Perfino il vocabolario della politica ne è uscito distrutto
e ogni parola ha
perso il suo significato come nel romanzo di Orwell.
Un’intera generazione di italiani comuni è stata socializzata alla politica pensando che quel che aveva sotto gli occhi fosse una normale dialettica democratica fra un normale “centrodestra” e un normale “centrosinistra” europei. Per questo c’è ben poco da sperare da un ricambio soltanto biologico o generazionale.
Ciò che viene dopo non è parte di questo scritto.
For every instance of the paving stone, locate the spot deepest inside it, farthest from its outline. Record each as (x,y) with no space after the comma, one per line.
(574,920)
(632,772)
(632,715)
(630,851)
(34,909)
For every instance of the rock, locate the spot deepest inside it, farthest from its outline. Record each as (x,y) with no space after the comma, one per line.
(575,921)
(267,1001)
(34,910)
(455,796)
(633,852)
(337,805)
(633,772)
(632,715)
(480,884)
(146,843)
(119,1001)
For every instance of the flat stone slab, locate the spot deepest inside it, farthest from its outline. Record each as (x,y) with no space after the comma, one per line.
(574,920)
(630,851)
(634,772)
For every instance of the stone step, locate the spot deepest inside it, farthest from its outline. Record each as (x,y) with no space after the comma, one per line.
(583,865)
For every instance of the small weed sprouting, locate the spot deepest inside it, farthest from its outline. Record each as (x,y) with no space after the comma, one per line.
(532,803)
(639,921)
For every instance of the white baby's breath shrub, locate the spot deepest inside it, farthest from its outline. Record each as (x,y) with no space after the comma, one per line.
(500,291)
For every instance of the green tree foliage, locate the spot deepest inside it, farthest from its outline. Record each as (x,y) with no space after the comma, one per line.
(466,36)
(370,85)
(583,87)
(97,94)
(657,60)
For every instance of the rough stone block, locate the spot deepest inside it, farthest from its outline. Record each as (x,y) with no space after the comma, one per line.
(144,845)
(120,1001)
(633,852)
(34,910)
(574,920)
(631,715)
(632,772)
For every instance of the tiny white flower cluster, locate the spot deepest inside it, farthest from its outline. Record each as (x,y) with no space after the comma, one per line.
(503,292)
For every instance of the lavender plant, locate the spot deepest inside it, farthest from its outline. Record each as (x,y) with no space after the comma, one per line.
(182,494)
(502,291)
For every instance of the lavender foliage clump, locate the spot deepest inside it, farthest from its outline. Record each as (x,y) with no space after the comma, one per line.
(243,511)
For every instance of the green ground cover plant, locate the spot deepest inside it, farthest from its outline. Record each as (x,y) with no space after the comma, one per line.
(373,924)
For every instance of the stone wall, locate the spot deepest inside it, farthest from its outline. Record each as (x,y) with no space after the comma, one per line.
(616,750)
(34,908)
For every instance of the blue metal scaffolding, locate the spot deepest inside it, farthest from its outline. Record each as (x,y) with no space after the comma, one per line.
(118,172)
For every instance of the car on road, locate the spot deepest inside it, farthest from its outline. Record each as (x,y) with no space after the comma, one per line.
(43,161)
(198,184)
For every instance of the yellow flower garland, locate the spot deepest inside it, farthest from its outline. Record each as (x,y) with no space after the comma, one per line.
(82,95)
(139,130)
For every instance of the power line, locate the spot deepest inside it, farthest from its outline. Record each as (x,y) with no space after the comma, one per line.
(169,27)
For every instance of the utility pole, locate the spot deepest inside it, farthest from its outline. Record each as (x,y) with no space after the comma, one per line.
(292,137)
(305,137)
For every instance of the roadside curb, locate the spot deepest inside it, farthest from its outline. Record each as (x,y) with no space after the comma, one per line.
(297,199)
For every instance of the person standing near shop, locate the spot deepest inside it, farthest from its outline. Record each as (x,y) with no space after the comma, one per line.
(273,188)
Ora per molti italiani deve cominciare un doloroso e incerto processo psicologico: rendersi conto e accettare l’idea di avere sostenuto per diciotto anni, o di non avere avversato come avrebbero dovuto, una politica fatta soltanto di malgoverno, malversazioni, ciarlataneria e analfabetismo civile. Per molti elaborare il lutto sarà uno sforzo insostenibile. Come tanti “ragazzi di Salò”, che hanno impiegato una vita intera a cercare di giustificare una tragica fesseria, magari inconsapevolmente commessa all’età di quindici anni ma con tragiche conseguenze per il paese, ora milioni di italiani, vissuti per anni sotto la rassicurante campana mediatica fornita da giornalisti servi della politica, cercheranno nei prossimi decenni di autoassolversi e di trovare giustificazioni per sé e per gli affossatori di quella che era un tempo – bene o male e magari più male che bene – l’Italia europea. Ne avremo ancora per mezzo secolo, probabilmente.